Tag1 Consulting

Performance and Scalability Experts

SearchBench In The Cloud

Comments

Charts

Submitted by admin on Wed, 07/09/2008 - 10:03.

I added an export feature to SearchBench, and used this to export data from another run of tests. I imported this data into the Gnumeric spreadsheet program, and generated the attached graphs. The issue facing Xapian in these tests is a significantly higher frequency of rogue queries taking significantly longer than the average query. My reading on Xapian makes me suspect this is caused by Disk I/O contention, however it will take additional tests to know for sure. SearchBench should generate averages from 100% of the results, and from the median 95% of the results to offer more comprehensie comparisons.


sounds cool

Submitted by Anonymous (not verified) on Thu, 08/21/2008 - 19:13.

sounds cool

Very great study

Submitted by Robert Douglass (not verified) on Wed, 07/09/2008 - 05:29.

I'm really happy to hear that Drupal's search is getting some respect =) Great benchmarks. You didn't specify whether you tested Drupal 6 search, which has a lot of performance advantage over Drupal 5. It is also interesting to note that Doug Green is working on backporting the Drupal 6 search improvements to Drupal 5: http://drupal.org/node/146466

There are also a couple of things that are yet to be done to make D7 search even faster: http://drupal.org/node/258998
Djun Kim has also thought up a nice strategy for adding some caching to search and we should see the results of that work eventually as well.

Let me know if you want help setting up an ApacheSolr test: http://drupal.org/project/apachesolr

The setup is very easy. You download Solr (either 1.2 or the latest nightly from the upcoming 1.3 are fine). In the tarball is an example application. Move the schema.xml file from the Drupal module to the conf directory of the example application, start the Solr server with java -jar start.sh, and hit cron to index your site.

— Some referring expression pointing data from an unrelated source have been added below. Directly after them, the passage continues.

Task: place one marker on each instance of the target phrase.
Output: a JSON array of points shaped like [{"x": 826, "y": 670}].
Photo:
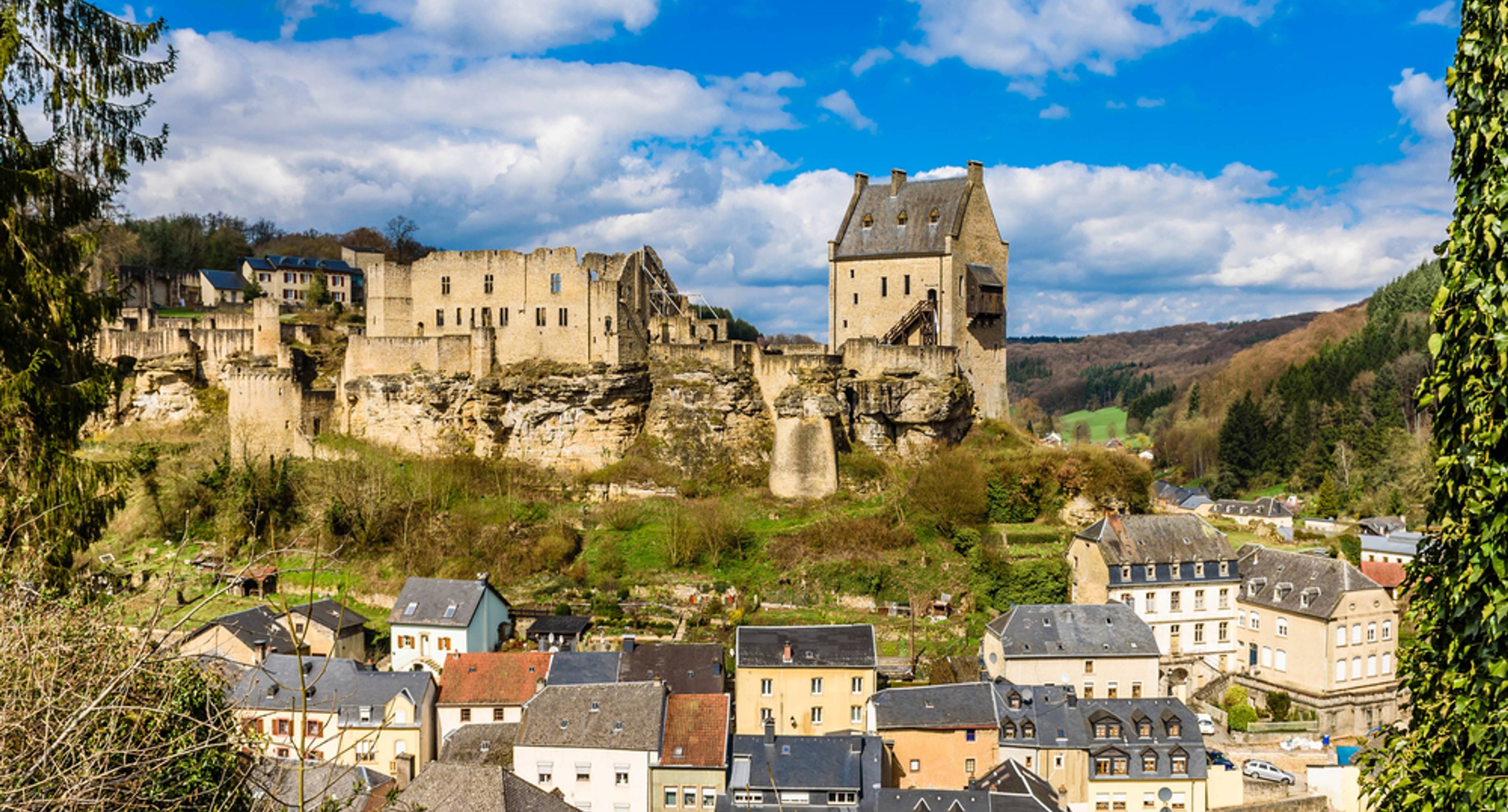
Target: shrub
[
  {"x": 951, "y": 492},
  {"x": 1240, "y": 718},
  {"x": 1279, "y": 704}
]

One question I had about Xapian: does it return a list of nids to Drupal? Or does it return rendered search results? Drupal's search returns nids and Drupal then does a node_load on each search result which is horribly wasteful since all that is being built is a small extract from the text. Solr stores all the fields of the node and returns them with the search result so no node_load is needed. This is part of the reason why Solr performs so well, and I imagine both Xapian and core search could be programmed to behave this way as well.

benchmarks

Submitted by admin on Wed, 07/09/2008 - 08:20.

The current tests were against Drupal 5, but I also intend to compare Drupal 6 and Drupal 7 as time permits. There are many things waiting to be benchmarked! :)

I am certainly interested in benchmarking Solr, too, however first I am focused on adding more functionality to SearchBench so that the results gathered are more useful.

The Xapian module currently returns a list of nids, and lets Drupal do what it wants to with them. It does not replace Drupal's search GUI, instead it re-uses the GUI from the search module, and as such each result does involve a node_load() whether it needs it or not. I have not looked into ways to optimize Xapian just yet, but this is also planned.

My current focus is on building a useful benchmarking environment, and useful benchmarking tools. Once these are built, then I will focus on collecting extensive data.

An issue to bear in mind

Submitted by catch (not verified) on Wed, 07/09/2008 - 08:33.

An issue to bear in mind with Drupal 5 (and one of the changes in D6), is that for valid search results, Drupal is writing a temporary table - in nearly all situations to disk. So doing those benchmarks with only valid searches I think would probably return very different benchmarks. All this work is great though, I'm following along.